Recent advances enable single-cell RNA sequencing (scRNA-seq) of large number of cells in human tissues and organs to identify constituent cell types and their functions. However, this technology has largely failed to translate to microbes that include fungi, bacteria, etc. and the microbiomes they constitute. There is no rapid, high-throughput scRNA-seq that can be applied to multiple microbial species in an unbiased way. We aim to perform scRNA-seq of different microbial species and strains comprising a microbiome in a single shot and at high-throughput. This will reveal not only the constituent players in the microbiome but also their genomic and biochemical activity at the time of interrogation. We developed a Silicon Chip-Integrated Soft Microfluidics (SCISM) platform to perform lysis of microbial cells rapidly and efficiently using micromechanical impact. We optimized our setup by fragmenting polymer micro-beads (as proxy for microbes), and applied SCISM to lyse Saccharomyces cerevisiae and Candida albicans. As next step, we will integrate optical spectroscopy on-chip to characterize the cell lysates and compare with in-depth RNA-seq analysis of the effluent. In a separate project, we are developing personalized 3D fluidic models of the cephalic arches (CA) of hemodialysis patients that are likely to thrombose, a challenging problem due to the complex interplay between flow dynamics, biochemical factors and endothelial cell activation. 3D models of each patient’s CA are reconstructed from ultra-sound and venogram imaging and used to fabricate fluidic devices for flow experiments at patient-specific conditions. This allows isolating geometric and relevant dynamical flow parameters. Elucidating the contribution of each factor will help design efficient and personalized dialysis regimens to maintain AVF access in this vulnerable population.
About the Speaker:
Prof. Dr. Anindita Basu, is an Assistant Professor in the Department of Medicine, Section of Genetic Medicine at the University of Chicago and leads a multi-disciplinary research group that uses genomics, microfluidics, imaging and nano/bio-materials to develop new tools to aid in diagnosis and treatment of disease.

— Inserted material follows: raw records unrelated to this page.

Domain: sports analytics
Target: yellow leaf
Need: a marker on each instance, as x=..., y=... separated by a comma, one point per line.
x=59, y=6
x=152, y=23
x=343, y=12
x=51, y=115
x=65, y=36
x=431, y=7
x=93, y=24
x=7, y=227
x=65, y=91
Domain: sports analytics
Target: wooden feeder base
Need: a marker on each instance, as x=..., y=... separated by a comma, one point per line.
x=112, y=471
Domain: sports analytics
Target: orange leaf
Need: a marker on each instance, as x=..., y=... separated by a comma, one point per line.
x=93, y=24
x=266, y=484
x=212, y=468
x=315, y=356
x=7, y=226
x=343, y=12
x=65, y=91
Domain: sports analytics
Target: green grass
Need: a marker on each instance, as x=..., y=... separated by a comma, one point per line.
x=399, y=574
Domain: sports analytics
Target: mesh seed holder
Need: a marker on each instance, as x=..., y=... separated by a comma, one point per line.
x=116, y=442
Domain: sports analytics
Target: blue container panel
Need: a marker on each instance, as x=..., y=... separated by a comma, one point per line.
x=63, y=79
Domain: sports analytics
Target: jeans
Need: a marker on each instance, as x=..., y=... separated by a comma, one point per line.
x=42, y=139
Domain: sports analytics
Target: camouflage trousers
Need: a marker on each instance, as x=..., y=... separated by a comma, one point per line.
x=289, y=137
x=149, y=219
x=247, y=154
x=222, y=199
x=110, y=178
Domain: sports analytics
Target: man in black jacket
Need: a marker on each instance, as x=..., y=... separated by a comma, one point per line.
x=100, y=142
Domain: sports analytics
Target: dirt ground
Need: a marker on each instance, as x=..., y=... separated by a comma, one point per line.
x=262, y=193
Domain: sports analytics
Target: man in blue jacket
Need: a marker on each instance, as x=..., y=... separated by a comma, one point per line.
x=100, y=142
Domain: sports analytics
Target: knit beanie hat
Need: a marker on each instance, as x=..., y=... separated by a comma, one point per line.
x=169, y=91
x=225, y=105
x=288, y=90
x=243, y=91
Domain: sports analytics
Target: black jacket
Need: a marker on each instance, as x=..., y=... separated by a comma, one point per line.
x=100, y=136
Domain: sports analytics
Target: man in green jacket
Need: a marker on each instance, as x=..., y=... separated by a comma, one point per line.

Basu obtained B.S. in Physics and Computer Engineering at the University of Arkansas, Ph.D. in soft matter Physics at University of Pennsylvania, followed by post-doctoral studies in Applied Physics, Molecular Biology and Bioinformatics at Harvard University and Broad Institute. Her lab applies high-throughput single-cell genomics to map cell types and their function in different organs and organisms, including human heart, gut and female reproductive system in health and disease, development of fish fins and drug resistance in fungal pathogens. Other efforts in her group include developing new device fabrication and microfluidics tools to profile host-pathogen interactions, characterize microbial functions and model thrombosis in dialysis patients.